Recognition, clinical diagnosis and management of patients with primary antibody deficiencies: a systematic review
Wood P, Stanworth S, Burton J, Jones A, Peckham D G, Green T, Hyde C, Chapel H, UK Primary Immunodeficiency Network
Clinical and Experimental Immunology. 2007;149((3):):410-23.
Abstract
The primary purpose of this systematic review was to produce an evidence-based review of the literature as a means of informing current clinical practice in the recognition, diagnosis and management of patients with suspected primary antibody deficiency. Randomized controlled trials (RCTs) were identified from a search of MEDLINE, EMBASE, The Cochrane Library, DARE (CRD website) and CINAHL by combining the search strategies with The Cochrane Collaboration's validated RCT filter. In addition, other types of studies were identified in a separate search of MEDLINE and EMBASE. Patients at any age with recurrent infections, especially in the upper and lower respiratory tracts, should be investigated for possible antibody deficiency. Replacement therapy with immunoglobulin in primary antibody deficiencies increases life expectancy and reduces infection frequency and severity. Higher doses of immunoglobulin are associated with reduced infection frequency. Late diagnosis and delayed institution of immunoglobulin replacement therapy results in increased morbidity and mortality.
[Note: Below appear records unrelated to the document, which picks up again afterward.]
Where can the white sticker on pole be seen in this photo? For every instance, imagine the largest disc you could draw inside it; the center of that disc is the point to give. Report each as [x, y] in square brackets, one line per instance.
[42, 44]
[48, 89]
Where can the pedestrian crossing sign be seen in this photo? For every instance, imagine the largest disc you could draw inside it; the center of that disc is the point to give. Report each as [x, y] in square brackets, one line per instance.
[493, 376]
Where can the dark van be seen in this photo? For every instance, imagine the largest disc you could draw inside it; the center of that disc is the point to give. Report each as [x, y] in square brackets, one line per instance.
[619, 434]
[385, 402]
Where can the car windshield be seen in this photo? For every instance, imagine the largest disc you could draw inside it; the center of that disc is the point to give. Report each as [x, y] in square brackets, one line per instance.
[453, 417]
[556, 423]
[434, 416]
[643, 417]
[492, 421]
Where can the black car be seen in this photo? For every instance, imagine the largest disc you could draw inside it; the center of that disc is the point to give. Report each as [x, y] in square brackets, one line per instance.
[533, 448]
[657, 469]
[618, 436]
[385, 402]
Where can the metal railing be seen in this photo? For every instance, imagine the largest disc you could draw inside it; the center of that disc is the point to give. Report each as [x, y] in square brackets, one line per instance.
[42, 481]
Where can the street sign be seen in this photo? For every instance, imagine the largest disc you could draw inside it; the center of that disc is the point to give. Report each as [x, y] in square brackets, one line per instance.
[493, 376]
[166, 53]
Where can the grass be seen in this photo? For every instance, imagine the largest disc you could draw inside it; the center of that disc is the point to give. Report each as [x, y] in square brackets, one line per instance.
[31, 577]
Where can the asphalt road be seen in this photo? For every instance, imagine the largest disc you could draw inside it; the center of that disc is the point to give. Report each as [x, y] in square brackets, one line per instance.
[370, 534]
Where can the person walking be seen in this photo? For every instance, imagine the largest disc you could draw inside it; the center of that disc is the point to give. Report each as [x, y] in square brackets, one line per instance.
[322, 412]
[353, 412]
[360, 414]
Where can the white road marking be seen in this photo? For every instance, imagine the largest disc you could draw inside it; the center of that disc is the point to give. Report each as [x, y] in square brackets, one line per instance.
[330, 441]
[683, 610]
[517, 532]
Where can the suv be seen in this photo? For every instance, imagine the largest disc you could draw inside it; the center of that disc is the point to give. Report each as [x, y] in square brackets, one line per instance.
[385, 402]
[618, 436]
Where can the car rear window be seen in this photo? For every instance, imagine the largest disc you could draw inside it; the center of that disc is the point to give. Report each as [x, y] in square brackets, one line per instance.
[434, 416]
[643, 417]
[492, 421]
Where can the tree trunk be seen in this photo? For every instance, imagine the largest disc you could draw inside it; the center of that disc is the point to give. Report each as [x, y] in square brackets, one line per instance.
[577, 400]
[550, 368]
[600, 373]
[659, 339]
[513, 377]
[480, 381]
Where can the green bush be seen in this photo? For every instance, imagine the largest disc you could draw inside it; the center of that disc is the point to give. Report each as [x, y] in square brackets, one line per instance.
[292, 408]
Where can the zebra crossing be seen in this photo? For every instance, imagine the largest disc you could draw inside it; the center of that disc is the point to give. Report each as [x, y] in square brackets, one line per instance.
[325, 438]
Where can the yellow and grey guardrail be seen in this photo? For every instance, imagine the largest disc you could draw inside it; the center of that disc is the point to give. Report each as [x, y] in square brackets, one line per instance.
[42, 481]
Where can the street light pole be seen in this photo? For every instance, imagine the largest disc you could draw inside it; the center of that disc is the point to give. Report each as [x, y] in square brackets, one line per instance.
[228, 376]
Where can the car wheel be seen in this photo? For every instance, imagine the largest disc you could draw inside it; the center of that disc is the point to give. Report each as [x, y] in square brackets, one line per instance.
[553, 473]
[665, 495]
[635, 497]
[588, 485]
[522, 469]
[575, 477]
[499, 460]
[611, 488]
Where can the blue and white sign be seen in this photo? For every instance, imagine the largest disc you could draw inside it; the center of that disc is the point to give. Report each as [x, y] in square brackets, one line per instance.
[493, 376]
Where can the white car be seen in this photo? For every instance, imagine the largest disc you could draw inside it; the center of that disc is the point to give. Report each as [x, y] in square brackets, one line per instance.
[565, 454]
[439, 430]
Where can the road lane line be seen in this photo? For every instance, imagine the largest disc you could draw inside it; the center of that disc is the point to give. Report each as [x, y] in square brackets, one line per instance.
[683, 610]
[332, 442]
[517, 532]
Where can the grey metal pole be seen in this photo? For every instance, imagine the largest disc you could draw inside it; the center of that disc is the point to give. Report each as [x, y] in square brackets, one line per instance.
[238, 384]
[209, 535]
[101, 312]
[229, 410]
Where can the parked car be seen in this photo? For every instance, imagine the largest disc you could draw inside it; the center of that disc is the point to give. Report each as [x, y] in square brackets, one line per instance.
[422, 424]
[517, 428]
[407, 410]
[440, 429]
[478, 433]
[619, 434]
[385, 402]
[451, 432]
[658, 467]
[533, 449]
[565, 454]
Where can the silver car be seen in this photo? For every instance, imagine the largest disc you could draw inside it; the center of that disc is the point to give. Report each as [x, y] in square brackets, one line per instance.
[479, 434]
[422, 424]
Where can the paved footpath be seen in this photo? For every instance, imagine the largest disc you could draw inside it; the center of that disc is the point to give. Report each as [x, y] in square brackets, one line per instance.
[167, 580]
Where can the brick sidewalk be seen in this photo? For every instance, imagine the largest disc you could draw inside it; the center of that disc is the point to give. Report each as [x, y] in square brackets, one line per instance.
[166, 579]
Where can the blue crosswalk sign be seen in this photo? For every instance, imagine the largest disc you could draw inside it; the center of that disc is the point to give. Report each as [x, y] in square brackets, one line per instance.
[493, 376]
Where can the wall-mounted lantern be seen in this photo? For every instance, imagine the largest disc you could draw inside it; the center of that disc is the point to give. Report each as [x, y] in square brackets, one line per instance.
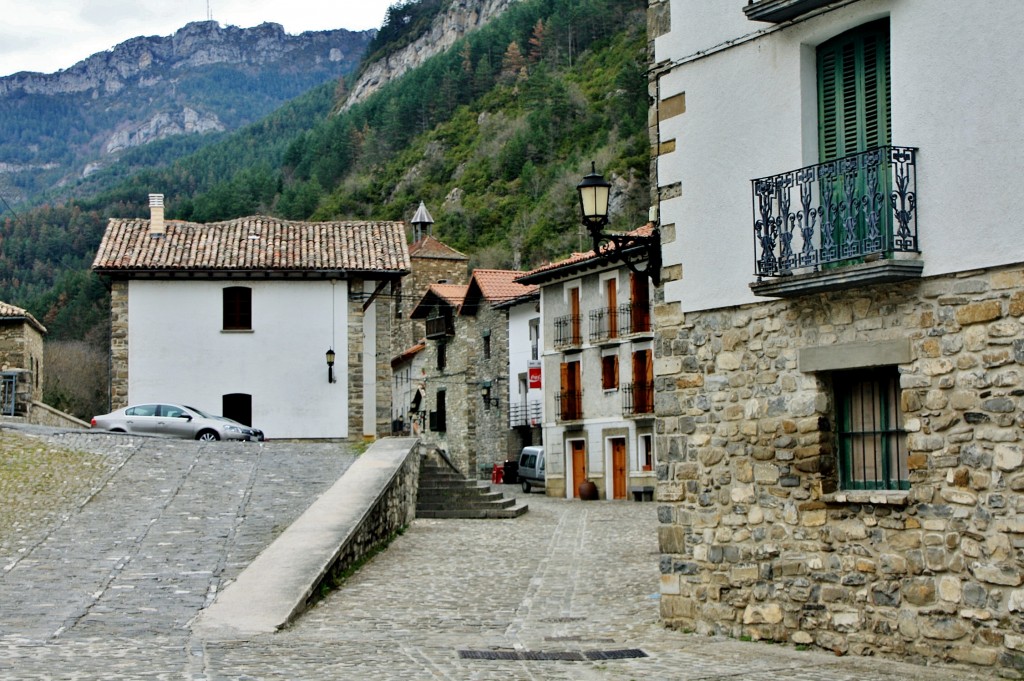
[641, 254]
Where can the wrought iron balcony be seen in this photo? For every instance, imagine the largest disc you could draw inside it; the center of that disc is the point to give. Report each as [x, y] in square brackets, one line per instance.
[777, 11]
[603, 325]
[634, 318]
[525, 414]
[815, 220]
[569, 406]
[638, 399]
[567, 332]
[439, 327]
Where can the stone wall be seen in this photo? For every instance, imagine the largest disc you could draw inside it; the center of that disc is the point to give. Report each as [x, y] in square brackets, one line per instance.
[22, 348]
[756, 537]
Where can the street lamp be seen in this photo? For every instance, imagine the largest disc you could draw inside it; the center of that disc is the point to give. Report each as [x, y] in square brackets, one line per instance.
[641, 254]
[485, 395]
[330, 366]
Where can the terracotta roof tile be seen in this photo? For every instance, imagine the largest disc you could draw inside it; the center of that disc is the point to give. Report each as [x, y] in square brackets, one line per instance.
[428, 247]
[256, 243]
[13, 312]
[500, 285]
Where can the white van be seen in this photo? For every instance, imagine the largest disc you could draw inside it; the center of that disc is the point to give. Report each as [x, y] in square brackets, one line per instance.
[531, 468]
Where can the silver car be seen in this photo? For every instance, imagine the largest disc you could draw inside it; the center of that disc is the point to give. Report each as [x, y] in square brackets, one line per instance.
[174, 421]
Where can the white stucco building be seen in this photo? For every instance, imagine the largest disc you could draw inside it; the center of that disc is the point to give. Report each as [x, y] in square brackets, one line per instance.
[840, 340]
[237, 317]
[596, 353]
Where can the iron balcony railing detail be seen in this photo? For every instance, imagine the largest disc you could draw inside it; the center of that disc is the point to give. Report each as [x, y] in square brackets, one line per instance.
[634, 318]
[638, 398]
[567, 331]
[836, 212]
[525, 414]
[603, 325]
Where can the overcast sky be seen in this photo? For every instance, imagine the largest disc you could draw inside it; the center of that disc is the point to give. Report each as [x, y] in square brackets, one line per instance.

A wide variety of organ-specific complications can occur in primary antibody deficiency syndromes, including respiratory, gastroenterological, hepatic, haematological, neurological, rheumatological and cutaneous. There is an increased risk of malignancy. Some of these complications appear to be related to diagnostic delay and inadequate therapy. High-quality controlled trial data on the therapy of these complications is generally lacking. The present study has identified a number of key areas for further research, but RCT data, while desirable, is not always obtained easily for rare conditions. Few data from registries or large case-series have been published in the past 5 years and a greater focus on international collaboration and pooling of data is needed.